O inquérito foi instaurado a partir de um vídeo divulgado no Facebook por um jovem chamado Kaique, que expôs a resistência da equipe de segurança do Shopping em deixar que um menino negro almoçar na praça de alimentação. O jovem queria pagar a refeição da criança, mas um segurança, também negro, tentava impedir enquanto repetia: "Esse é o meu trabalho". Em nota, o Shooping jogou a responsabilidade sobre o episódio no funcionário e informou que ele foi afastado da função para reciclagem.
Segundo o Estadão, "depois de instruído (por meio da coleta de informações e depoimentos), o procedimento poderá resultar em uma recomendação, Termo de Ajustamento de Conduta (TAC) ou até uma ação civil pública contra o shopping, inclusive por eventuais danos morais individuais ou coletivos decorrentes da atuação do segurança", afirmou a promotora Lívia Vaz.
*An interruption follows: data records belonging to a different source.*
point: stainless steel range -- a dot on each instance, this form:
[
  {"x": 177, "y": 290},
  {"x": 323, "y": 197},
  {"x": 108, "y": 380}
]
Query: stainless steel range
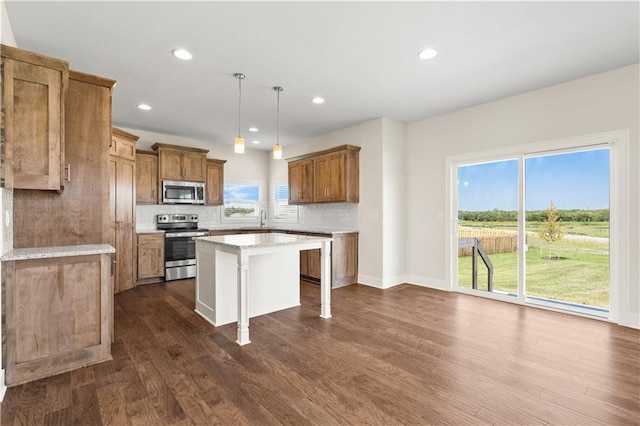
[{"x": 179, "y": 244}]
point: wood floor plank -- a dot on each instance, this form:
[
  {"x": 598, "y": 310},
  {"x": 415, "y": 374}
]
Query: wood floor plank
[{"x": 405, "y": 355}]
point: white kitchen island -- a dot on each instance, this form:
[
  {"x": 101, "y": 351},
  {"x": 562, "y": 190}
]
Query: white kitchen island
[{"x": 246, "y": 275}]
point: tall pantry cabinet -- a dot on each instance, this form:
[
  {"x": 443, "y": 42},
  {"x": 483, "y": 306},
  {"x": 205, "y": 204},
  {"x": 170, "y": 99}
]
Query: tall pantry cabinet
[
  {"x": 122, "y": 203},
  {"x": 33, "y": 89}
]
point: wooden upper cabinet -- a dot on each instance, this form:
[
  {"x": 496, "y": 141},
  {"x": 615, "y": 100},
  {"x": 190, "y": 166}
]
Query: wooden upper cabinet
[
  {"x": 332, "y": 175},
  {"x": 146, "y": 177},
  {"x": 301, "y": 182},
  {"x": 33, "y": 99},
  {"x": 214, "y": 185},
  {"x": 123, "y": 144},
  {"x": 181, "y": 163}
]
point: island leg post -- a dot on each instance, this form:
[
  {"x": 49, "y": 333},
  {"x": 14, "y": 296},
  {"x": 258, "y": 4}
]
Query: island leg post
[
  {"x": 243, "y": 299},
  {"x": 325, "y": 280}
]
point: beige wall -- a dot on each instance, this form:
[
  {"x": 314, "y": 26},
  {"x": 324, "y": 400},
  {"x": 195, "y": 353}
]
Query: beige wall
[{"x": 596, "y": 104}]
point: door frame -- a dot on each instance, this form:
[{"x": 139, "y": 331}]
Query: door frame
[{"x": 617, "y": 142}]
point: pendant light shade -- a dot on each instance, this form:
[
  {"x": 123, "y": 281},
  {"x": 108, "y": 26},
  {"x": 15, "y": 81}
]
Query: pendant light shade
[
  {"x": 238, "y": 143},
  {"x": 277, "y": 148}
]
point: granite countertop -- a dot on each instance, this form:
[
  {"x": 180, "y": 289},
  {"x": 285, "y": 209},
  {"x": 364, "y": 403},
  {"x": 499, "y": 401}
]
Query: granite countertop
[
  {"x": 265, "y": 228},
  {"x": 150, "y": 231},
  {"x": 246, "y": 241},
  {"x": 317, "y": 230},
  {"x": 56, "y": 251},
  {"x": 286, "y": 229}
]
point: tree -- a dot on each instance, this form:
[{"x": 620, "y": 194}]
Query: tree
[{"x": 550, "y": 229}]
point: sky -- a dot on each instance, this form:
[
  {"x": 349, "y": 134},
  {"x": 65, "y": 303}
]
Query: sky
[
  {"x": 241, "y": 192},
  {"x": 577, "y": 180}
]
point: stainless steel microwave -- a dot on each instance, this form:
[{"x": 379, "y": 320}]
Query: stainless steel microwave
[{"x": 180, "y": 192}]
Ela ainda explicou que a investigação na esfera civil não afasta a responsabilização criminal.
Veja, abaixo, o comunicado do Shopping da Bahia negando racismo institucional.
O Shopping da Bahia vem a público, mais uma vez, pedir desculpas pelo ocorrido. Após uma reunião nesta terça-feira, o empreendimento decidiu pelo afastamento do profissional de atividades relacionadas a atendimento ao público. Mesmo não tendo nenhuma orientação do shopping que suporte as ações tomadas pelo profissional, optamos por trabalhar a sua reabilitação. Além disso, ele foi advertido e segue para uma nova rodada de cursos e capacitações.
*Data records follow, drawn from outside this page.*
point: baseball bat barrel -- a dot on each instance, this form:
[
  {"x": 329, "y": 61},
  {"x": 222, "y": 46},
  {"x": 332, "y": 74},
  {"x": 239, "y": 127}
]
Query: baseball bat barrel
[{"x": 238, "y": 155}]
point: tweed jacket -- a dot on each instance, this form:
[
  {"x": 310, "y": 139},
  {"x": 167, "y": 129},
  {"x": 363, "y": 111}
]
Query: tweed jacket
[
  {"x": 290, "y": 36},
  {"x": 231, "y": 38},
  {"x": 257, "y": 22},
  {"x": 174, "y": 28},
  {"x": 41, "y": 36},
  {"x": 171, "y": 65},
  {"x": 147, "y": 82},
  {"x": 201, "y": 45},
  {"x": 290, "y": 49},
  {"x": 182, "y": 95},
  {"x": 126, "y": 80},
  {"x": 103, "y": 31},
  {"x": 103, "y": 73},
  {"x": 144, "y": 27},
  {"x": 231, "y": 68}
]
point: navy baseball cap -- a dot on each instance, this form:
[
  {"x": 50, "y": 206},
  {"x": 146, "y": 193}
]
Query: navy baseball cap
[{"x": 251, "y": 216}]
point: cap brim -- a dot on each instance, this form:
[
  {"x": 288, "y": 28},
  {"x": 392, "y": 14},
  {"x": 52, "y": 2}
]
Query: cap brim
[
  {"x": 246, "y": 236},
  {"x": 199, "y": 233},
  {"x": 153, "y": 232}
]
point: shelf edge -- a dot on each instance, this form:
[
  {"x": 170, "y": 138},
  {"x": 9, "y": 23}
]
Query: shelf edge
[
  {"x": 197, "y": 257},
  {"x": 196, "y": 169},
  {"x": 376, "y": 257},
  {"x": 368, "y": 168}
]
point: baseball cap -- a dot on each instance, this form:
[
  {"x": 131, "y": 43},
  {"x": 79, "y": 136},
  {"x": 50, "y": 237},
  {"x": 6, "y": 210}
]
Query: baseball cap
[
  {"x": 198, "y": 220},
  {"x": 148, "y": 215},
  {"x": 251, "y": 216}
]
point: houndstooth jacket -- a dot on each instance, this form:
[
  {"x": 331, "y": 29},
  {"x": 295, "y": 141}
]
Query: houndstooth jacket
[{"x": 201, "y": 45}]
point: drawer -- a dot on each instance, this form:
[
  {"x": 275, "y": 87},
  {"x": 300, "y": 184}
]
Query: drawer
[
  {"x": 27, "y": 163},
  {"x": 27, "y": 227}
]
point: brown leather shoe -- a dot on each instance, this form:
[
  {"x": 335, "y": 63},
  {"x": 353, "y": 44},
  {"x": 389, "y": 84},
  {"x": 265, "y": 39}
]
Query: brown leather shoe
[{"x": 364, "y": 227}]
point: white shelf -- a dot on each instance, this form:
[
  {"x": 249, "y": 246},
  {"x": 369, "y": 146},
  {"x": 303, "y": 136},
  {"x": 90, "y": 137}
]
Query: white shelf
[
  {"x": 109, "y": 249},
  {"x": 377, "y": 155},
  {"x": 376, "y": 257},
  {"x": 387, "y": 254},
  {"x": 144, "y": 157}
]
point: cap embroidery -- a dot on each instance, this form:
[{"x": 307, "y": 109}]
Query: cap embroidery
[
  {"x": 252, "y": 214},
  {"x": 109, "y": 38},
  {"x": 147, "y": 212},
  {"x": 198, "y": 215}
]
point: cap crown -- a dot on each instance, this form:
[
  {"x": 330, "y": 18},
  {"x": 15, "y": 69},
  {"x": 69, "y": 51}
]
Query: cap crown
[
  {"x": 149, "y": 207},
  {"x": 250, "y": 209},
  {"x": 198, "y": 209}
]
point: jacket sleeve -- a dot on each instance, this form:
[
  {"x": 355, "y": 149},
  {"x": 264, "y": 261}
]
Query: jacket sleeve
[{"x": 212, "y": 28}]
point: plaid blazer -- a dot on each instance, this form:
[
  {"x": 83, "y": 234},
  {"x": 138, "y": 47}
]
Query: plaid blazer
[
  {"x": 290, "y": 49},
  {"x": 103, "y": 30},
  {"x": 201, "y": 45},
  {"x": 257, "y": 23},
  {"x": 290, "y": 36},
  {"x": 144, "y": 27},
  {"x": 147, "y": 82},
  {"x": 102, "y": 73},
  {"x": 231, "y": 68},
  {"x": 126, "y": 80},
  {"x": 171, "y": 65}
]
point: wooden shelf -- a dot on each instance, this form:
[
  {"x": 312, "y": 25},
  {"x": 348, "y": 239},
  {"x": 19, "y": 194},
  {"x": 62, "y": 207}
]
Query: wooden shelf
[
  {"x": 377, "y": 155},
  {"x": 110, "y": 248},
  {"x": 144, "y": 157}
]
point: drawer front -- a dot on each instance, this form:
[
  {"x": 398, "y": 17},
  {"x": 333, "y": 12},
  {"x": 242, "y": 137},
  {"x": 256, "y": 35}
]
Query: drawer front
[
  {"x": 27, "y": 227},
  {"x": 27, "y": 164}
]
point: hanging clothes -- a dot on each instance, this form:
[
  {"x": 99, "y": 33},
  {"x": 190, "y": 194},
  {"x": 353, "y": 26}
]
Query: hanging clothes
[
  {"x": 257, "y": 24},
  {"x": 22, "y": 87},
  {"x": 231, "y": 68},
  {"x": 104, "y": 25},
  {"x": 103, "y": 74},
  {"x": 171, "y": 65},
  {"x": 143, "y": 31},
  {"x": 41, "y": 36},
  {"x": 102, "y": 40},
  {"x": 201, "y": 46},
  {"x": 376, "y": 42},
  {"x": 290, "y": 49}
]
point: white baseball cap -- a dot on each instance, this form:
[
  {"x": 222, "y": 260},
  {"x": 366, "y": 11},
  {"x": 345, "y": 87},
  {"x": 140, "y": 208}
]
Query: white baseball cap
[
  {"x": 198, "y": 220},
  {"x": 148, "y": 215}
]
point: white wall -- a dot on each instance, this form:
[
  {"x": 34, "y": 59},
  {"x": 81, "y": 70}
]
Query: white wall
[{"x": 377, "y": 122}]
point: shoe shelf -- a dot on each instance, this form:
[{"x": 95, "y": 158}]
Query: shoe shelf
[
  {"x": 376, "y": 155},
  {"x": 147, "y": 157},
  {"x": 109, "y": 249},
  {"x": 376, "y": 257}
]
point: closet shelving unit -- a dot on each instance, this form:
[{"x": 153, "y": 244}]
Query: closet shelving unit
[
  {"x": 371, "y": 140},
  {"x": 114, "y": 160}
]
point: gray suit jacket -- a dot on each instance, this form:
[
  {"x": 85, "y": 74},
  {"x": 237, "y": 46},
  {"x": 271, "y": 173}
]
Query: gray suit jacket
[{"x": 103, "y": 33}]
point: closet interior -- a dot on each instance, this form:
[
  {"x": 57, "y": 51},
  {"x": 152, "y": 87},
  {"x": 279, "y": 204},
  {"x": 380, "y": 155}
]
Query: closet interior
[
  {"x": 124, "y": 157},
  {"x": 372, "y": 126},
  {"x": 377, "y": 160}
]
Reforçamos também que, neste momento, é necessário esclarecer diversos pontos que vem sendo abordados em torno do fato.
1 – Nossos seguranças recebem treinamentos periódicos, não apenas com conteúdo técnico, mas também conteúdo sobre o contexto social que vivemos. Em 2017, toda a equipe do empreendimento recebeu treinamento de autoridades nacionais em temas como racismo, diversidade e enfrentamento de temas de alta relevância para nossa operação. Entre os especialistas que estiveram com a nossa equipe, estão lideranças como o professor Hélio Santos, presidente do Instituto Brasileiro da Diversidade, e a vice-presidente do Fórum Nacional de Gestores LGBT, Bruna Lorrane. 
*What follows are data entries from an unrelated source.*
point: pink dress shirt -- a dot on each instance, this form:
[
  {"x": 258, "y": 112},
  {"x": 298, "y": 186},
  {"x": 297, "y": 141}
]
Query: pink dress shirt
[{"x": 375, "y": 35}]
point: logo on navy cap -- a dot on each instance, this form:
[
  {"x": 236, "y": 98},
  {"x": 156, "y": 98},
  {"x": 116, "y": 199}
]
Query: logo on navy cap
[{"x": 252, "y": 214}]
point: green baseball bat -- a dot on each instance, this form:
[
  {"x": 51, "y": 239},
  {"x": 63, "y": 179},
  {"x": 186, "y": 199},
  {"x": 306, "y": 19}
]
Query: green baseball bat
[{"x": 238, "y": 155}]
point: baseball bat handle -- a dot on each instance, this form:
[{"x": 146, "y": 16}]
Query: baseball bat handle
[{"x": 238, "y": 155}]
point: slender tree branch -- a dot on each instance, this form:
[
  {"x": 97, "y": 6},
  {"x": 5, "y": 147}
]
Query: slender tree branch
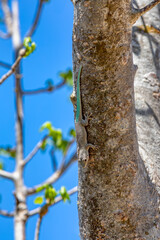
[
  {"x": 5, "y": 65},
  {"x": 6, "y": 214},
  {"x": 36, "y": 19},
  {"x": 14, "y": 66},
  {"x": 139, "y": 12},
  {"x": 6, "y": 174},
  {"x": 35, "y": 150},
  {"x": 46, "y": 206},
  {"x": 54, "y": 177},
  {"x": 7, "y": 18},
  {"x": 44, "y": 90},
  {"x": 38, "y": 225}
]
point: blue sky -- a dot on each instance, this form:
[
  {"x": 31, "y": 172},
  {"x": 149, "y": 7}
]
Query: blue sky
[{"x": 53, "y": 54}]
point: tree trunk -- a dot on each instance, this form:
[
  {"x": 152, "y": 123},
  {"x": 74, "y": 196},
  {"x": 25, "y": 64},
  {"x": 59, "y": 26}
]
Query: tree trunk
[
  {"x": 20, "y": 191},
  {"x": 116, "y": 198}
]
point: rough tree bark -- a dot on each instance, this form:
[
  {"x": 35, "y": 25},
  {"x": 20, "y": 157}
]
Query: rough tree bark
[
  {"x": 116, "y": 199},
  {"x": 20, "y": 193}
]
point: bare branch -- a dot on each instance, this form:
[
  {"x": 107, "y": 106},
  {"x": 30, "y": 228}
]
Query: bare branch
[
  {"x": 14, "y": 66},
  {"x": 4, "y": 35},
  {"x": 54, "y": 177},
  {"x": 5, "y": 65},
  {"x": 40, "y": 210},
  {"x": 6, "y": 174},
  {"x": 6, "y": 214},
  {"x": 139, "y": 12},
  {"x": 36, "y": 19},
  {"x": 35, "y": 150},
  {"x": 44, "y": 90},
  {"x": 38, "y": 225},
  {"x": 7, "y": 17}
]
2 – Não há e nem nunca houve nenhuma orientação para uma abordagem que fosse além de coibir ações de comércio informal e de pessoas (crianças e adultos) que tentam abordar clientes com pedidos de dinheiro, alimentos ou produtos. A decisão do cliente é soberana e tem que ser respeitada, sem nenhuma ação violenta ou que gere constrangimento. Atuamos em parceria diária com órgãos como Conselho Tutelar, Juizado de Menores, Instituto IRIS, Polícias Civil e Militar, e a orientação é sempre pelo cumprimento da lei e respeito aos direitos humanos;
3 – O shopping repudia qualquer acusação de racismo institucional, e temos orgulho da nossa relação com o povo de Salvador, suas matrizes culturais, étnicas e sociais.
Encerramos, pedindo mais uma vez, desculpas e lamentando o ocorrido. As desculpas são direcionadas a todos os que se sentirem tristes e ofendidos com o fato, mas especialmente aos envolvidos e suas famílias.